There is an incident described in Baron Hügel’s work (vol. i. p. 303) which appears to us strange. It refers to the occurrence of the 18th of November 1835, when the Baron was at Srinaggur and met two Englishmen there. The Baron writes thus:—

“I proposed to my English friends that we should erect something like a monument in memory of the travellers who preceded us in Kashmir.… The following inscription was proposed by me:—

“ ‘Three travellers in Kashmir, the Baron Charles [[21]]Hügel, T. G. Vigne, and Dr.

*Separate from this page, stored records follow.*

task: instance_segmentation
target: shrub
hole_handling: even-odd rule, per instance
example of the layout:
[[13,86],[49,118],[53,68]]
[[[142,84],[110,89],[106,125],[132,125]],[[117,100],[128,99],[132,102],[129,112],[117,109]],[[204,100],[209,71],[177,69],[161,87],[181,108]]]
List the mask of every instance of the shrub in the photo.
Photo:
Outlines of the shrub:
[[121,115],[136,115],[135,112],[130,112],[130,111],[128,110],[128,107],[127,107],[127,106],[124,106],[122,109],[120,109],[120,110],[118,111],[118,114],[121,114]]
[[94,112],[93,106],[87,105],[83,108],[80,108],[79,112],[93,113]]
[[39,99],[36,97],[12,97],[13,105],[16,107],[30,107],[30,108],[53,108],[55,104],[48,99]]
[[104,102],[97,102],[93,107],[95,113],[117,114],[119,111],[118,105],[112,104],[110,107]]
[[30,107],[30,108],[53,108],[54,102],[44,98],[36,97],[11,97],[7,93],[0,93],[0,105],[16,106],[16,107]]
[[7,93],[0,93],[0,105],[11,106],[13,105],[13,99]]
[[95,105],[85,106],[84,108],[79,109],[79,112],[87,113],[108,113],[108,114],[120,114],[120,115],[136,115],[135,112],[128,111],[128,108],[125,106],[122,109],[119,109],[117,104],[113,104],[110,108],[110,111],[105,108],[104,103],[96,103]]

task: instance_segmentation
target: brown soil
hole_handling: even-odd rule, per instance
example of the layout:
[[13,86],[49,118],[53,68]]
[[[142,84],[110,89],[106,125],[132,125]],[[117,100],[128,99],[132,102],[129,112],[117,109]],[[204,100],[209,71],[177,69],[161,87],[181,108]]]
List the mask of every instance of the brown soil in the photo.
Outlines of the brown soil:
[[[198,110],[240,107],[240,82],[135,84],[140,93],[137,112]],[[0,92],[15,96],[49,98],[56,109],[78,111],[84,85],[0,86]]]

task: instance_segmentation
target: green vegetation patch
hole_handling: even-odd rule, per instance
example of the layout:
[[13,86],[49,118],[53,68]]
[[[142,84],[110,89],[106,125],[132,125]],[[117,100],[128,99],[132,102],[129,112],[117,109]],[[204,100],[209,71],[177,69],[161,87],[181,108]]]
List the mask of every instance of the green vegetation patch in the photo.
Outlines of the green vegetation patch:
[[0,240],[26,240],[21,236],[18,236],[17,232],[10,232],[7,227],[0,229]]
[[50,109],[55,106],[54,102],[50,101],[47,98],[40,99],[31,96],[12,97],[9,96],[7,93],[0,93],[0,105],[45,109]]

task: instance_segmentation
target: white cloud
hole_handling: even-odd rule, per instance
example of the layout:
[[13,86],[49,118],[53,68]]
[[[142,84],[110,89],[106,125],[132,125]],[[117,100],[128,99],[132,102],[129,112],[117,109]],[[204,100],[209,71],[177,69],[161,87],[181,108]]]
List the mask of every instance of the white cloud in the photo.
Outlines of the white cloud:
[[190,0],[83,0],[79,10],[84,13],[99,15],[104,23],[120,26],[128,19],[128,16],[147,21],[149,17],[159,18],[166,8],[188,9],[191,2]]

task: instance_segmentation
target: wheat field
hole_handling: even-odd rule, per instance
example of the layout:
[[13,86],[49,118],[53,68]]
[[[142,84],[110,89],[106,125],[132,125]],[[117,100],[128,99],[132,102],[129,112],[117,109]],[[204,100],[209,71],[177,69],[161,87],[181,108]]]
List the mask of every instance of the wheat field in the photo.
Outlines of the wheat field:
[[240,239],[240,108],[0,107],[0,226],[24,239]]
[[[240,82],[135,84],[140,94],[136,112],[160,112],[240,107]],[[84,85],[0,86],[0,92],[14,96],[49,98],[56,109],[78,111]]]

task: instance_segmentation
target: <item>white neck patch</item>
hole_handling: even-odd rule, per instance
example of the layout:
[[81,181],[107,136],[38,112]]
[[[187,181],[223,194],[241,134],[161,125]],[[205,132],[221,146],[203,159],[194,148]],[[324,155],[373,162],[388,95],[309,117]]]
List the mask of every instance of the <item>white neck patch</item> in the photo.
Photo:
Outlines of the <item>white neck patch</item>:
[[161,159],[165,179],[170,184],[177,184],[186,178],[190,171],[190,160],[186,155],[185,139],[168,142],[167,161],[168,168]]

Henderson, have caused the names of all the travellers who preceded them in Kashmir to be engraved on this black stone, namely, Bernier, 1663; Forster, 1786; Moorcroft, Trebeck, Guthrie, 1823; Victor Jacquemont, 1831; Joseph Wolff, 1832.’ ”

Csoma’s name is not mentioned here; yet we have proofs that Csoma travelled in and through Kashmir on three different occasions before Hügel: first, immediately after he overcame the dangerous route through Central Asia and Afghanistan to the Punjab, namely, in 1822, in April and May; and again, on returning from Leh in July; and, for the third time, in the winter of 1822–23. Csoma reports in the letter to Captain Kennedy (para. 12), “I left Kashmir on the 2d May 1823, after I had passed five months and six days with Mr. Moorcroft.”